He did, but didn’t respond to say so — not with words, or with a nod. He was very still, recalling. When he’d read those files the immortals had been steps in his plan, nothing more; he had learned their histories to prepare himself for whatever it might take to capture one of them, and he had not allowed himself to feel anything. A dark beginning meant nothing. If he felt sympathy for a boy being raised in a cult, he would equally be forced to feel sympathy for one who lost his friends and family to a witch hunt — and he could not do this, so he felt sympathy for none of them. These were facts. That was all he could bear for them to be.

As far as he was concerned, Elmer still _was_ nothing more than a part of a bigger plan, a stepping stone on the way to Huey Laforet, to revenge, to closure —

Or so he told himself, but he could not deny the way his stomach twisted when Elmer added:

“My parents liked doing that sort of thing to me, so it wouldn’t be that weird if you found it funny.”

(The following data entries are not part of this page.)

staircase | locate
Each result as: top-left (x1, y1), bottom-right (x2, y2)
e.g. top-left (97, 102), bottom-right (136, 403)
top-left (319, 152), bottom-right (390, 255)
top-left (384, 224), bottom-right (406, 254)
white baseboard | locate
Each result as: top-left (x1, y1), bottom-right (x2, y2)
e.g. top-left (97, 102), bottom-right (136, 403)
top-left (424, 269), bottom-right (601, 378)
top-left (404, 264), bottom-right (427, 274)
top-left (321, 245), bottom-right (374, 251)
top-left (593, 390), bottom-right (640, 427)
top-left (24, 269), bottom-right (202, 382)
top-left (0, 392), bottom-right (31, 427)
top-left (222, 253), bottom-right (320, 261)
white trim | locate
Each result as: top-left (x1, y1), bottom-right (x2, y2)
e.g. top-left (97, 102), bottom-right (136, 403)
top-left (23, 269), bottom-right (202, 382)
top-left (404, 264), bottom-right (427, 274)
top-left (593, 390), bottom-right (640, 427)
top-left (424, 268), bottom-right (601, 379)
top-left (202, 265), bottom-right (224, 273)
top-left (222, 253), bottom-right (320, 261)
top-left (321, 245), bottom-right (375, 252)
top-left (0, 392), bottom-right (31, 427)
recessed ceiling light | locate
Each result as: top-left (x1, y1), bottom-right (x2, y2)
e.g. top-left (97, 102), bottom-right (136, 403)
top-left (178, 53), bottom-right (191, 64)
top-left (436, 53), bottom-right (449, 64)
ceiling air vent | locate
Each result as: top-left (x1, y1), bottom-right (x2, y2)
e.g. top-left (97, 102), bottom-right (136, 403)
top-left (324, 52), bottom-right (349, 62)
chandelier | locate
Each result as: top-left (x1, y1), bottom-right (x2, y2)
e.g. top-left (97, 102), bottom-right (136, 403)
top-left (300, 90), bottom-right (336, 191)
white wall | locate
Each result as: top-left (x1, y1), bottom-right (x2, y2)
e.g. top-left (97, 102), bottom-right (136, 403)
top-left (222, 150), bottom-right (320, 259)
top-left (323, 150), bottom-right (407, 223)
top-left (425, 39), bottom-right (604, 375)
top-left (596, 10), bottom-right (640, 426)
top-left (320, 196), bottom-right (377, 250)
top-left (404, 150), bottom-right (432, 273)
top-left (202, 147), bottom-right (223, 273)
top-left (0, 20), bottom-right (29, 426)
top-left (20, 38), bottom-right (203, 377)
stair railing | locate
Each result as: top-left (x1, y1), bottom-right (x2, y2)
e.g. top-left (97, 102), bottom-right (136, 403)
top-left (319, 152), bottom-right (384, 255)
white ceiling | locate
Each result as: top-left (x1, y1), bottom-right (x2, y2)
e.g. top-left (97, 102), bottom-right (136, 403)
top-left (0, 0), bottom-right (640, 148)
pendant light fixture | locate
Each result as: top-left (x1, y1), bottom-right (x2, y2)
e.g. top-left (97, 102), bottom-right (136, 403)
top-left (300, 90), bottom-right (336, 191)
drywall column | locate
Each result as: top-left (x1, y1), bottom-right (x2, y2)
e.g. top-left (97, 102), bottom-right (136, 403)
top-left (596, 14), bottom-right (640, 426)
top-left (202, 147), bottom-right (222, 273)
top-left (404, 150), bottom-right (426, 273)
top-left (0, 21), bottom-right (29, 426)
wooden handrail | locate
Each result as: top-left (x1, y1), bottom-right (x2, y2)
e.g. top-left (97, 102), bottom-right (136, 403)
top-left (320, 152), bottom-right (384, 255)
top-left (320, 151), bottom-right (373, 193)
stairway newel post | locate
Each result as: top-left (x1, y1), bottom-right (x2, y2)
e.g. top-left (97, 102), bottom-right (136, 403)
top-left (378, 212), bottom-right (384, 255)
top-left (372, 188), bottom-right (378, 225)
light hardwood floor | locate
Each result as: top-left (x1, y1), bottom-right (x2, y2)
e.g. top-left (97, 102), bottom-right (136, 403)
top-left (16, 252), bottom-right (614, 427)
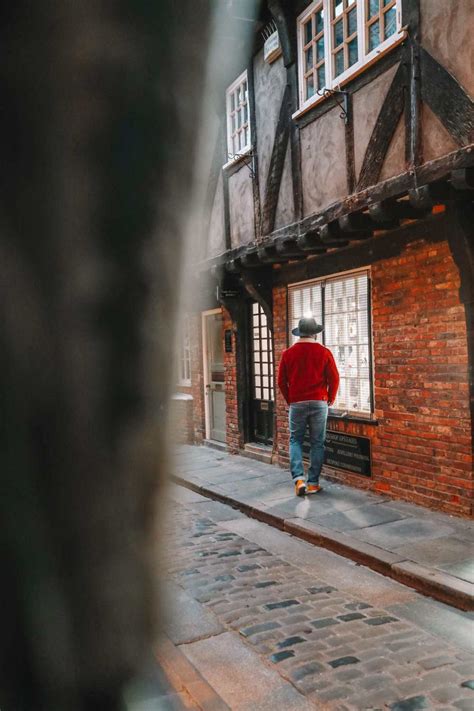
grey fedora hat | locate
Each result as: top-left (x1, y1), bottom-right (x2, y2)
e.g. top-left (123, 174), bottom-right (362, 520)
top-left (292, 318), bottom-right (324, 338)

Maybe it was having seen it firsthand on the cruise. The cult no longer belonged to some vague three-hundred year old horror story; it had a place in his own memory, and he struggled to tie Elmer into it, this man who did not seem capable of negative emotion. He struggled to imagine that he had been one of those children — that he had ever been a child _at all_. He turned halfway to look at him, morbidly curious to catch some glimpse of grief in his eyes,  but the sight of his unchanging expression almost sent him heaving again, and he looked away.

Aging saved him from having to respond.

“I dunno about the _stabbing_ , but seeing the boss’ face woulda been pretty funny. Too bad I missed it.”

She laughed, and Elmer joined her — and Luchino swallowed the urge to throw up.

“Y’know, thinking about, _he’d_ probably have a good laugh about it, too.”

This was not directed at Aging, or even at Luchino. It hung in the air for a moment, before it hit him in the gut.

“— _Huey_?” Luchino asked, hand clenching tight around the cloth. “He’d laugh about your pain, and you still _defend him_?”

Aging backed out of the doorway at this, chuckling something about _knowing where this is going_ , and taking her snide remarks with her, leaving an indignant Luchino and a bemused Elmer alone.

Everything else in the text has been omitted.